断頭台のデュラハン

紙季 様作


あらすじ引用

 通り魔に首を刈られた主人公イミトは死後、秩序の女神の下で裁判を受けていた。


しかし、とある世界で発動された転生魔法に巻き込まれ、彼は異世界へと転生を果たしてしまう。死体転がる戦場跡の森を彷徨う最中に耳に届く聞き覚えのない言語。
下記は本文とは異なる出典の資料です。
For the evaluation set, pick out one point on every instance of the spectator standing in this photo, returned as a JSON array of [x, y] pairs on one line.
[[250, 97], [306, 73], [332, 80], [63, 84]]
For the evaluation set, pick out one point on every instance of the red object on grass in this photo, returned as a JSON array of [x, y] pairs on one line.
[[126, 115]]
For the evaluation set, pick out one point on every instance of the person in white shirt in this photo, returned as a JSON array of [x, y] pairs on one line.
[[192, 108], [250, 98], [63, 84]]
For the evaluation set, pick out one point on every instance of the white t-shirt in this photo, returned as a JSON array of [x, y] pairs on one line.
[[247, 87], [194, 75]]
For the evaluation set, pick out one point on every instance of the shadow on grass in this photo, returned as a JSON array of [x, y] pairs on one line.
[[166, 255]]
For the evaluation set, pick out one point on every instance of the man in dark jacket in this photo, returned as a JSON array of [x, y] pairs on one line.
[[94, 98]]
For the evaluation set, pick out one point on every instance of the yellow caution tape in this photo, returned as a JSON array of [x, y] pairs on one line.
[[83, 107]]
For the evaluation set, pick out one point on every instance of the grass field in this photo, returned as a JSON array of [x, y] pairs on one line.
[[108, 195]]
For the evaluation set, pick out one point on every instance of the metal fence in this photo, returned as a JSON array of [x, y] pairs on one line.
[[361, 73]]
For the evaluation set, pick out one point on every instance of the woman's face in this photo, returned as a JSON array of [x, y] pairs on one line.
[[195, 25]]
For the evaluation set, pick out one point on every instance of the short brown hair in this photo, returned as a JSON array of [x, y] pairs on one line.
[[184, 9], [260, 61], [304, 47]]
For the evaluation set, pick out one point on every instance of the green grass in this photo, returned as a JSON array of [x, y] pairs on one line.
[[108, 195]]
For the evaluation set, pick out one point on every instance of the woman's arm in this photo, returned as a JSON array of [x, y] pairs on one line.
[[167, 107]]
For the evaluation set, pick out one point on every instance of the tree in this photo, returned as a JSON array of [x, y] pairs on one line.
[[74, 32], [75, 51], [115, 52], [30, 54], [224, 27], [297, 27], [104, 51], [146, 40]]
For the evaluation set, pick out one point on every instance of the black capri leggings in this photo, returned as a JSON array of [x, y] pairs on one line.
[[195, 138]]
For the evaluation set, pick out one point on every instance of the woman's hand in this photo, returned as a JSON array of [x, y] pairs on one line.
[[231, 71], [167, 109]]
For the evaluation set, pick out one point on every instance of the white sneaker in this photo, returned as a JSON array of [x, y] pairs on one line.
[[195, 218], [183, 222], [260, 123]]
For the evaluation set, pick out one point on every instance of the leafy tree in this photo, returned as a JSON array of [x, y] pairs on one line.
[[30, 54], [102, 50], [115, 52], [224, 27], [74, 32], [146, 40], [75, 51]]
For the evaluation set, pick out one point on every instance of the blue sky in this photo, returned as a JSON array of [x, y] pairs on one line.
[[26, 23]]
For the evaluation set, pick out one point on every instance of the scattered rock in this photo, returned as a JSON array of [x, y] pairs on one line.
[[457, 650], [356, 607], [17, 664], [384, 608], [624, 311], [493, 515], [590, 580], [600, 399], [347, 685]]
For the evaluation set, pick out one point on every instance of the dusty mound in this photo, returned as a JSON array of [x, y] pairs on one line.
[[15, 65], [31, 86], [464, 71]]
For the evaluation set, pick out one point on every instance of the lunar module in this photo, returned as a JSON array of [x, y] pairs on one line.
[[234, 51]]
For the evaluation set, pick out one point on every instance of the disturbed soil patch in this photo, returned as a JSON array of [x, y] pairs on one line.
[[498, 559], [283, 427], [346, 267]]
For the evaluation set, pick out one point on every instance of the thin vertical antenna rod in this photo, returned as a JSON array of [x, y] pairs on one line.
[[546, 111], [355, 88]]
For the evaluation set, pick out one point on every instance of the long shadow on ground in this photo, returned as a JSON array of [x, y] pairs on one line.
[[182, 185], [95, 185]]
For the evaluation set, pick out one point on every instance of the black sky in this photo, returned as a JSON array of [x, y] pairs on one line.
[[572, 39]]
そこで出会ったのは体を奪われ、首だけしか存在しない美しき女のデュラハンであった。


【主人公の目的と世界観】

・異世界転移(死後なので転生でもある)

〈どんな状況で転移したのか?)

主人公は不運な死を遂げ、死後裁判を受けていた。判決が出ようとしていた時、警報が鳴り裁判を行っていた女神と共に、異世界に転移してしまったのであった。どうやら誰かの召喚術が失敗し巻き込まれたようである。


〈主人公が抱えている問題とは?)

転移直後は女神と共にいたが、そこが何処か分かると帰ってしまった為、一人で異世界に残される。主人公が肉体を持ってしまった為、彼女の管轄外となった為である。つまり、孤立無援。目的も持たぬまま、彼はこの世界で生きていくことになる。スキルを持っているのかは不明。異世界転生の王道的な、トラックに轢かれて転生、スキルを貰うという流れ(物語)とは異なる。


【どんな物語なのか?】

主人公は不運な死を遂げ、死後裁判を受けていた。彼は何にも期待をしていない人間。なんの希望も持たず、諦めたような印象を受ける人物。その彼が、裁判の判決の下る直前に異世界へ飛ばされてしまう。誰かの失敗した召喚術に巻き込まれたと女神は想定。どこにいるのかもわからない森に辿り着いた主人公たちであったが、その場所にはたくさんの白骨化した遺体が転がっていたのである。その遺体についていた紋章から居場所を特定した女神は、自分の世界へと戻ってしまう。一人取り残された彼は、ある声に気づき声の方へ向かう。しかしそこは”いかにも”という洞窟の入口だったのだ。なんとか勇気をもって中に入ると、そこには胴体のない美しい顔があった。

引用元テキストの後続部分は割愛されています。